I have written numerous times about the use of pheromones to reduce stress and stress-related problems in cats and dogs (1, 2, 3). Overall, the evidence for these products is weak, and it is likely they have little to no meaningful benefit. A new study of pheromone therapy in shelter cats appears to support this conclusion.
Chadwin RM. Bain MJ. Kass PH. Effect of a synthetic feline facial pheromone product on stress scores and incidence of upper respiratory tract infection in shelter cats. J Am Vet Med Assoc. 2017 Aug 15;251(4):413-420.
In this study, several hundred shelter cats were exposed to a pheromone diffuser or a placebo diffuser and assessed in terms of behavioral indicators of stress and incidence of upper respiratory infections (URI), which appear to occur more commonly with increases stress.
The methodology was generally sound, with appropriate randomization, blind assessment, and placebo controls. The study was under-powered, which means it is possible that a small difference between the groups may have not been detected in the statistical analysis. The authors also performed a large number of statistical comparisons of many variables. This is an approach which can raise the risk of falsely positive findings.

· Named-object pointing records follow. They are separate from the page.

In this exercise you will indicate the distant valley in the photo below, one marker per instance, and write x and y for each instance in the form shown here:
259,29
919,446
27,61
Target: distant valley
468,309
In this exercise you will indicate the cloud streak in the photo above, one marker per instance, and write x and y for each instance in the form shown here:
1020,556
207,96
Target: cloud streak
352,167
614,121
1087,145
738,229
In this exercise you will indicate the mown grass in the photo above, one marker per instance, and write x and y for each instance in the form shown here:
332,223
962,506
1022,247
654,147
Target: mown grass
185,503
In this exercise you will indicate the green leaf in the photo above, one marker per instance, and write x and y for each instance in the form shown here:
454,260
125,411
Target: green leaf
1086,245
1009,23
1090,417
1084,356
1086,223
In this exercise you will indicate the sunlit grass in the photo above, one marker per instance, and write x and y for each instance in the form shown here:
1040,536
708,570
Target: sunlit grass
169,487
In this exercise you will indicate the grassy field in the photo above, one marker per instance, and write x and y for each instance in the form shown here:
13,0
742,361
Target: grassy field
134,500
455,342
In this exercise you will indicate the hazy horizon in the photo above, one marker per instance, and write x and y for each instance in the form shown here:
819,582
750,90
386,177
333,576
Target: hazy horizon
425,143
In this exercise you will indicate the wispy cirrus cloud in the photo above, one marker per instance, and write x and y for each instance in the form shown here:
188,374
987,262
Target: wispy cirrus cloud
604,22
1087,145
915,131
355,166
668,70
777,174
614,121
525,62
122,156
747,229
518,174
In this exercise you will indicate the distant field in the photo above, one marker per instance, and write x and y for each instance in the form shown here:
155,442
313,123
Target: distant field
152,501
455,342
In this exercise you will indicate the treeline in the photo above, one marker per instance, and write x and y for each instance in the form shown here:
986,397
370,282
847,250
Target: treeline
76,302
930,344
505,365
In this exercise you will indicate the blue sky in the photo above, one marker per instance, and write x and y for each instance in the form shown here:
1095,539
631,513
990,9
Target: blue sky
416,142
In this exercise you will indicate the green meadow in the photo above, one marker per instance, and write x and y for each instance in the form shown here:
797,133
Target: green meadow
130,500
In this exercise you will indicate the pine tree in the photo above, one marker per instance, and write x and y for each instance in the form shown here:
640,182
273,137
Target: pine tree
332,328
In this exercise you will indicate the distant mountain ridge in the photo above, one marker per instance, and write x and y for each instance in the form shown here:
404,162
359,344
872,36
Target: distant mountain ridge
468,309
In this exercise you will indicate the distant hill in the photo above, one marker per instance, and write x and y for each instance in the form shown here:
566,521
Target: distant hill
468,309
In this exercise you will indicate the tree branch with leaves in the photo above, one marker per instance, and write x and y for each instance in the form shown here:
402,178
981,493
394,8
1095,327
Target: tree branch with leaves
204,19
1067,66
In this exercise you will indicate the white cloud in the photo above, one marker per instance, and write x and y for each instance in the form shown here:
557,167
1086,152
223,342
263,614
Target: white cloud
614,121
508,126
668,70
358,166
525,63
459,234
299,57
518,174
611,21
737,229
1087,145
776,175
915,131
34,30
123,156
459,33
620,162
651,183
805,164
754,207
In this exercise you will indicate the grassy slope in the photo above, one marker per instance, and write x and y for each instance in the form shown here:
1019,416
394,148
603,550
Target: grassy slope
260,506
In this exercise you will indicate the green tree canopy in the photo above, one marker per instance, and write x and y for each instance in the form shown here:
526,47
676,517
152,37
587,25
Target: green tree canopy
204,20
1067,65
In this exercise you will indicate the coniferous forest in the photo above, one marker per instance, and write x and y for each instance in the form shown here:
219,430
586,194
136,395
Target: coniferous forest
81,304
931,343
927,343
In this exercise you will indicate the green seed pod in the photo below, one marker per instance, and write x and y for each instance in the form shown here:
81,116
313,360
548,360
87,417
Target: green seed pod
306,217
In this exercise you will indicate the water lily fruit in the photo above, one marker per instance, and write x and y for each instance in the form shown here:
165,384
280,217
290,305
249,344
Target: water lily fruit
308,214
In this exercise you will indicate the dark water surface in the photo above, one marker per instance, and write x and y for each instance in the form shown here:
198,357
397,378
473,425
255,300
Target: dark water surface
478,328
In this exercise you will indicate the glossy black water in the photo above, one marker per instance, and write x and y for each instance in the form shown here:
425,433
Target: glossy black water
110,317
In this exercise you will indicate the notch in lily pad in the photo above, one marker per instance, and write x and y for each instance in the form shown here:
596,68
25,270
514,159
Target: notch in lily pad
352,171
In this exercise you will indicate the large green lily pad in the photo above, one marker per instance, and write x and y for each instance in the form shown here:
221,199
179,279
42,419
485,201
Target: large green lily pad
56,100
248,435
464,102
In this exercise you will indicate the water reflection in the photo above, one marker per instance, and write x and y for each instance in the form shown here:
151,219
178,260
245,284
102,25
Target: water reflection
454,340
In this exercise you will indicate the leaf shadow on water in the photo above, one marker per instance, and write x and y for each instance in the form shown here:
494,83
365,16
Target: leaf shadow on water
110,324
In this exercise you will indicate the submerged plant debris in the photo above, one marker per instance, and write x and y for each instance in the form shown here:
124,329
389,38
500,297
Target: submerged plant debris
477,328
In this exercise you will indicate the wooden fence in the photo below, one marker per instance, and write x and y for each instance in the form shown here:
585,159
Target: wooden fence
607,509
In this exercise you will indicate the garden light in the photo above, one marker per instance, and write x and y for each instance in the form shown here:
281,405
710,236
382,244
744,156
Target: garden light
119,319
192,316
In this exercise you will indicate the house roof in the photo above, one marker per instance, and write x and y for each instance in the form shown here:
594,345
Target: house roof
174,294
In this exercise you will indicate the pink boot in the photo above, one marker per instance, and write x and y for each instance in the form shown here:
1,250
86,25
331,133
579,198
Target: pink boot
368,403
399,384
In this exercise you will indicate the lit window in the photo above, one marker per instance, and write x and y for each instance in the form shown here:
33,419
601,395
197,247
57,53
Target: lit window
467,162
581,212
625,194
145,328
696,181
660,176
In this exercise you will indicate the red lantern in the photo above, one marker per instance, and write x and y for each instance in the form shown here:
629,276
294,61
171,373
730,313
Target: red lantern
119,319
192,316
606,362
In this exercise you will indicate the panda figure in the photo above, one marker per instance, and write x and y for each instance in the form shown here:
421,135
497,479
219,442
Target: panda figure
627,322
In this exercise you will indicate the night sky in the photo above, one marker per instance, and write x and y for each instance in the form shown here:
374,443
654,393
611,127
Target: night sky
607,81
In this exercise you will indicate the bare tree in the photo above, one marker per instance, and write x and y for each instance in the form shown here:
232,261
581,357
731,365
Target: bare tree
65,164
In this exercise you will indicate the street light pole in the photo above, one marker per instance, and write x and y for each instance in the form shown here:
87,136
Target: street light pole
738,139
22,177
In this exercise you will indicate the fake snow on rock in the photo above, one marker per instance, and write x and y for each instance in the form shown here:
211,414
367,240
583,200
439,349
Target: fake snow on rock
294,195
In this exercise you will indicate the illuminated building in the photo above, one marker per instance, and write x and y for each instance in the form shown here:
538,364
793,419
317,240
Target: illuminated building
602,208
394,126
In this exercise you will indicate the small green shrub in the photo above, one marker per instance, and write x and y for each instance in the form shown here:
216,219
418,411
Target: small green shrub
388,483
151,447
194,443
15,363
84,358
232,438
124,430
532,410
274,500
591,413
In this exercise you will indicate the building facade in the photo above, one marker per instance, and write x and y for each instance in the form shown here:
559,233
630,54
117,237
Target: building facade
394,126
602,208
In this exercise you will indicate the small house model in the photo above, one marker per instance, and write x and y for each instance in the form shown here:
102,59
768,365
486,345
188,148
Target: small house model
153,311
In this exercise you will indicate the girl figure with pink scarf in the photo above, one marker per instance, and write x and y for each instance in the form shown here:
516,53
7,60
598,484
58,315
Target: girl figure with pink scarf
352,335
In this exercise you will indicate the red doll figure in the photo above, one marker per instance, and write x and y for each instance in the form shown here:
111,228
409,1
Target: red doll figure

The findings, however, were pretty consistently negative. No difference was seen in stress scores or in the occurrence of URI between cats exposed to the pheromone and those exposed to the placebo. No evidence of harm from the pheromone treatment was seen, though this was not specifically sought.

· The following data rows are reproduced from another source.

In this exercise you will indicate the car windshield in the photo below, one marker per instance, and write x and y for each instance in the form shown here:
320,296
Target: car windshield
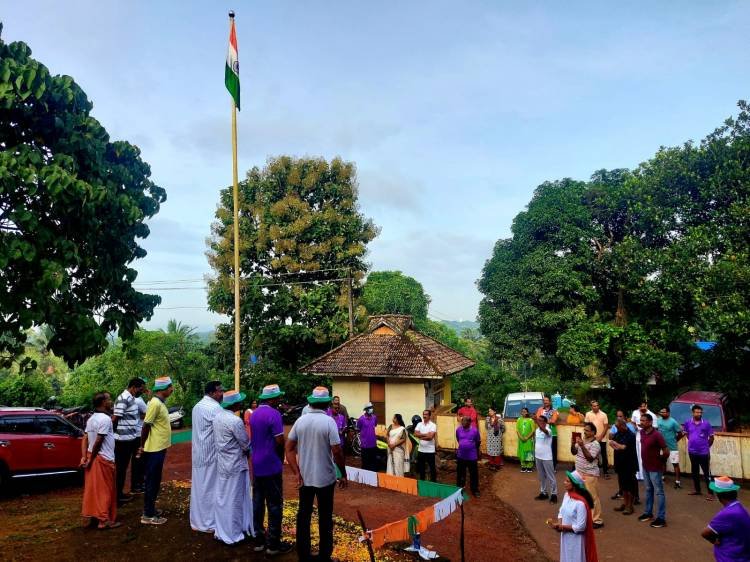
682,412
513,407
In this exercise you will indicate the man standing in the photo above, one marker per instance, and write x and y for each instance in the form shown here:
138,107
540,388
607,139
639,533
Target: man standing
125,424
543,456
729,530
672,432
337,403
626,463
137,468
636,419
312,449
99,493
203,488
552,416
467,455
366,426
426,431
600,420
700,437
156,438
338,415
233,503
586,450
468,410
268,453
654,453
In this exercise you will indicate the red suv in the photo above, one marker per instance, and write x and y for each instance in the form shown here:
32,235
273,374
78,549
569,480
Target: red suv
35,442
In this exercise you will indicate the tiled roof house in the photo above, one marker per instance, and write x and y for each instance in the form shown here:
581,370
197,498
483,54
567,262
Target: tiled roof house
392,365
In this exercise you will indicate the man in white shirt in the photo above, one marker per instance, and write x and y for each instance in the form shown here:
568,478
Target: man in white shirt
127,438
99,490
636,419
203,488
137,468
544,464
233,502
426,432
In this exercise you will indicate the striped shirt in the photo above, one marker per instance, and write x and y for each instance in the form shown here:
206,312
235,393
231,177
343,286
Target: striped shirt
204,444
126,409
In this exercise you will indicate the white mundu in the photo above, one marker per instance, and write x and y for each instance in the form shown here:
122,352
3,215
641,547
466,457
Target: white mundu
233,500
203,487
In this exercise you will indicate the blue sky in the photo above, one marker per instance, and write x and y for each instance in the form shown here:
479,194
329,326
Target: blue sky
453,112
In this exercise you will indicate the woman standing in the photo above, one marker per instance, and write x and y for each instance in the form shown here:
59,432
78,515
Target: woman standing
495,427
525,429
396,446
574,522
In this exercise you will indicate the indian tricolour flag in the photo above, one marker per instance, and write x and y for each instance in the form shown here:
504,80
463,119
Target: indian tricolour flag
232,69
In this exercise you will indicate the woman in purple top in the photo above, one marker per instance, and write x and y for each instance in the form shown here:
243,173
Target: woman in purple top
700,437
367,440
468,453
338,416
729,530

As usual, no single study should be taken as the definitive answer to any medical question. However, in light of the fact that pheromones have been in use and studied extensively for decades and strong, consistent evidence of significant benefits has not been seen, this study strengthens the argument that these products do not, in fact, provide such benefits.
I’m currently taking the Fear Free certification program to complete two final credits of veterinary school. Initially I was a little annoyed that the Fear Free company has been able to market low-stress animal handling as their “invention”. If you think about it, they have a pretty good marketing strategy. They get a lot of vets and vet clinics to become “Ceritified Fear Free” with them, which makes clients think that anyone who isn’t “Certified Fear Free” must be a bunch of animal-abusers, I guess. It kind of reminds me of the Non-GMO marketing ploy. I decided to take the course anyway, as I thought that I could still learn something from the modules, or at least see what all the fuss is about.
Anyway, I noticed in the Fear Free modules that they really push the use of pheromones. It seems like every other slide mentions them, and on the module quizzes they often have them as answers to questions. They never talk about what evidence shows that pheromone therapy works, they just mention them like their efficacy is a well-known fact. That led me to look into the research (again) done on pheromones for the calming of pets. I found a post by Dr. Mikel Delgado (http://catsandsquirrels.com/feliway/) where she lists a bunch of studies done on pheromones. Only a couple showed positive effects of the pheromones, but turns out they were funded by Ceva, the company that creates Feliway. Turns out, Ceva is also one of the major sponsors of Fear Free. Makes me suspect that that’s why they mention pheromone sprays so much in their training modules. It’s frustrating, though, because I know so many students who take these modules, and I think they just assume that there is strong evidence that pheromone sprays are effective because they are mentioned so frequently in the modules.
I hope you continue to update your blogs regarding the pheromone sprays. Hopefully more research is done on the topic. I think that the use of pheromones is still a potential tool in veterinary medicine, but we can’t just keep pretending something works because we want it to. I thought you might find the connection between Ceva and Fear Free intersting as well.
I share your frustration with Fear Free. It is ridiculous to collect a mixture of common and uncontroversial handling techniques with dubious stuff like pheromones and then sell it as a dramatic innovation which veterinarians now feel obliged to buy in order to appear caring and interested in patient welfare. Many of our staff and colors have done the certification, and I see little difference in the methods compared with what we were already doing since most are already widespread practices.
As for the pheromone issue, the most recent summary of the evidence I have done was from my VPN column March, 2018. Still not much compelling evidence of meaningful benefits.
I wouldn’t say I’m an advocate of Fear Free, but I have seen some real improvement in patient handling skills in those who have taken the training. I’ve always tried to impress on staff that when handling, less is more, and then a bad experience with three techs and a veterinarian all piled on one dog to draw blood will only make that animal more challenging to handle the next time. For serious cases, I will sedate 1st, but I’d prefer not to for a routine visit. There are small things, like not staring at a cat or getting down on floor level with a dog to help ease some tension. Not magic, just common sense animal handling; when I was a senior veterinary student, we were trained in safe large animal handling but not small animals. That said, I find smearing peanut butter or Cheeze Whiz on the floor unwarrented, especially if an animal presents for food allergies or GI issues . We do use sprays; I don’t think they work in the fashion that companies claim, but they can help mask other scents, such as dog fur before going into a feline examination.